L’addio di Achille Lauro a X Factor
La decisione di Achille Lauro di lasciare il tavolo dei giudici era arrivata direttamente dai suoi canali social, con un messaggio molto personale rivolto al pubblico e alla squadra del programma.
«La musica è la mia casa. Scrivo canzoni da quando ero piccolissimo, ho sognato questo per tutta la vita e voglio dare tutto me stesso alla mia gente e a questo sogno», aveva scritto il cantante, spiegando di voler concentrare tutte le energie sulla musica e sui nuovi progetti live.
Un saluto che aveva il sapore dell’arrivederci più che di una chiusura definitiva, anche per la citazione finale dedicata a Franco Califano: “Non escludo il ritorno”.
La sua uscita lascia però un vuoto importante all’interno del programma.
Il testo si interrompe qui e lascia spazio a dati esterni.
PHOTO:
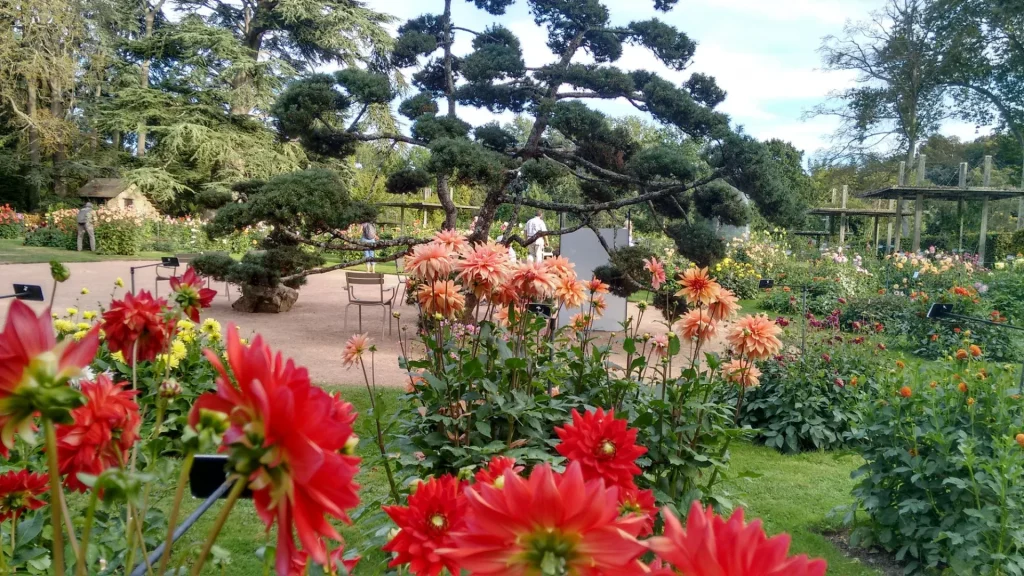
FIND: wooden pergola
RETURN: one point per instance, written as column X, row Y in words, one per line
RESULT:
column 962, row 193
column 844, row 212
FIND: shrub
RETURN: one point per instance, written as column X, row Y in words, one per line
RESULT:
column 811, row 402
column 943, row 483
column 11, row 222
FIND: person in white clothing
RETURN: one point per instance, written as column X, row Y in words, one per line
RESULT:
column 535, row 251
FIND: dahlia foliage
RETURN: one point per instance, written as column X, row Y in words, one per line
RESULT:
column 588, row 520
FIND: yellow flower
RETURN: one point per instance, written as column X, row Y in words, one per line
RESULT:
column 64, row 326
column 178, row 350
column 211, row 327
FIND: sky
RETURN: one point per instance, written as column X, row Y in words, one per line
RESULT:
column 763, row 52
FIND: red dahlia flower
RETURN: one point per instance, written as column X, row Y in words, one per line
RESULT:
column 435, row 510
column 494, row 474
column 640, row 503
column 189, row 293
column 18, row 491
column 548, row 518
column 287, row 437
column 102, row 433
column 713, row 546
column 138, row 319
column 604, row 447
column 31, row 359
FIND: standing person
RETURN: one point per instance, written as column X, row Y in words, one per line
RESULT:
column 535, row 252
column 370, row 238
column 85, row 227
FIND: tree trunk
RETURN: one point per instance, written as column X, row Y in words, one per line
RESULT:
column 59, row 148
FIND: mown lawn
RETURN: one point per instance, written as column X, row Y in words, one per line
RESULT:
column 15, row 252
column 793, row 494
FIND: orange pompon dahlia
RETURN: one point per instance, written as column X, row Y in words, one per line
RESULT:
column 604, row 447
column 725, row 304
column 355, row 346
column 429, row 261
column 19, row 491
column 695, row 326
column 597, row 287
column 713, row 546
column 549, row 518
column 494, row 472
column 698, row 287
column 532, row 281
column 740, row 372
column 443, row 297
column 435, row 509
column 31, row 359
column 483, row 269
column 641, row 503
column 137, row 321
column 755, row 336
column 656, row 270
column 101, row 434
column 451, row 240
column 287, row 439
column 560, row 266
column 189, row 293
column 570, row 292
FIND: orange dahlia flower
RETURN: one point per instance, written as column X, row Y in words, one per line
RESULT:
column 656, row 270
column 429, row 261
column 435, row 509
column 713, row 546
column 355, row 346
column 695, row 325
column 520, row 529
column 604, row 446
column 755, row 336
column 287, row 438
column 443, row 297
column 698, row 287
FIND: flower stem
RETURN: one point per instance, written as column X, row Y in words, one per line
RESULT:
column 175, row 509
column 54, row 469
column 232, row 496
column 80, row 568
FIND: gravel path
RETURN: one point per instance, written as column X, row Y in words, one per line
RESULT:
column 312, row 332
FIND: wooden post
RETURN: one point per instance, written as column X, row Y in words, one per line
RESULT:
column 875, row 247
column 843, row 217
column 960, row 205
column 899, row 222
column 983, row 236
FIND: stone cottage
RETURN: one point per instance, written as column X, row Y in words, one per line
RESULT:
column 116, row 193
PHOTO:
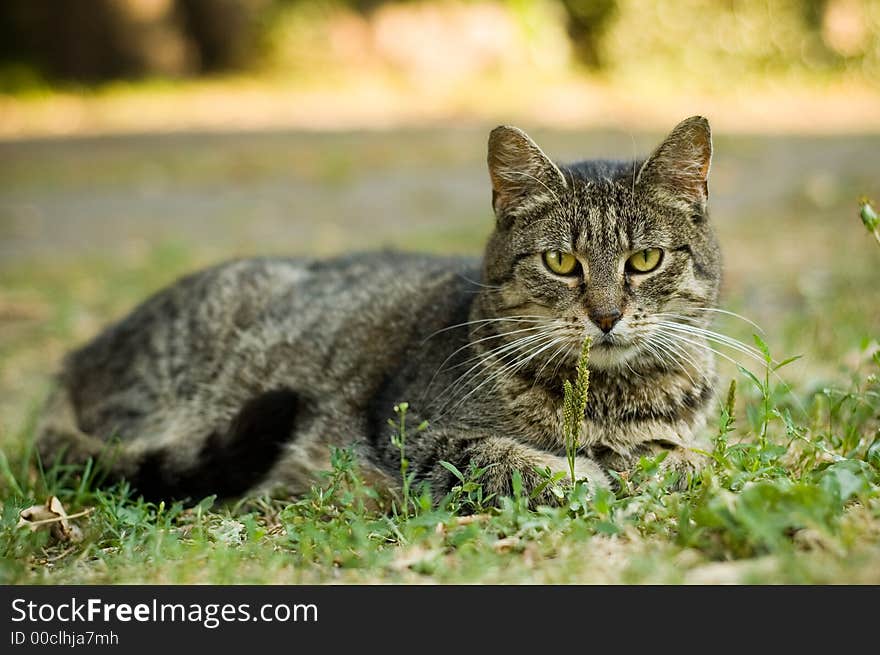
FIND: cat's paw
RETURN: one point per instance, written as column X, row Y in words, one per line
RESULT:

Lauro, nelle ultime due edizioni, era riuscito a costruire un’identità precisa, diventando uno dei protagonisti più discussi e riconoscibili del talent.
Perché Irama può funzionare a X Factor
L’eventuale scelta di Irama non sarebbe casuale. Il cantante rappresenta infatti un profilo particolare: popolare presso il grande pubblico ma allo stesso tempo credibile dal punto di vista musicale.
La sua storia artistica nasce proprio dalla televisione. Prima della vittoria ad Amici nel 2018, aveva già partecipato nella categoria Nuove Proposte del Festival di Sanremo del 2016, nella stessa edizione che lanciò definitivamente Francesco Gabbani.
Negli anni Irama ha costruito un percorso molto solido, alternando hit radiofoniche, scrittura personale e una forte identità stilistica. Elementi che potrebbero renderlo efficace nel ruolo di giudice, soprattutto nella gestione artistica dei concorrenti.
Una giuria quasi confermata
Se l’ingresso di Irama dovesse essere ufficializzato, andrebbe ad affiancare una giuria che, salvo sorprese, dovrebbe restare invariata rispetto all’ultima edizione.
Accanto a lui dovrebbero esserci ancora:
- Paola Iezzi
- Jake La Furia
- Francesco Gabbani
Una composizione che punta su personalità molto diverse tra loro, nel tentativo di mantenere equilibrio tra pop, urban e cantautorato.
L’ipotesi Tananai e la scelta finale
Prima che il nome di Irama prendesse quota, tra i possibili sostituti di Achille Lauro era circolato anche quello di Tananai. Un’ipotesi che sembrava plausibile per popolarità e profilo generazionale, ma che nelle ultime settimane si sarebbe progressivamente raffreddata.
Secondo le indiscrezioni, la produzione avrebbe preferito puntare su un artista con maggiore esperienza televisiva e una conoscenza più diretta dei meccanismi dei talent.
Ed è proprio qui che Irama potrebbe aver fatto la differenza.
Il momento d’oro del cantante
L’eventuale approdo a X Factor arriverebbe in un momento particolarmente importante per la carriera dell’artista. L’11 giugno Irama sarà protagonista del suo primo concerto allo stadio San Siro di Milano, passaggio simbolico che certifica la crescita raggiunta negli ultimi anni.
Un traguardo che rafforza ulteriormente il suo profilo mediatico e musicale, rendendolo uno dei nomi più forti della scena pop italiana contemporanea.
Per ora non ci sono conferme ufficiali da parte di Sky, ma il nome di Irama resta quello che, in queste ore, circola con maggiore insistenza attorno al futuro della giuria di X Factor.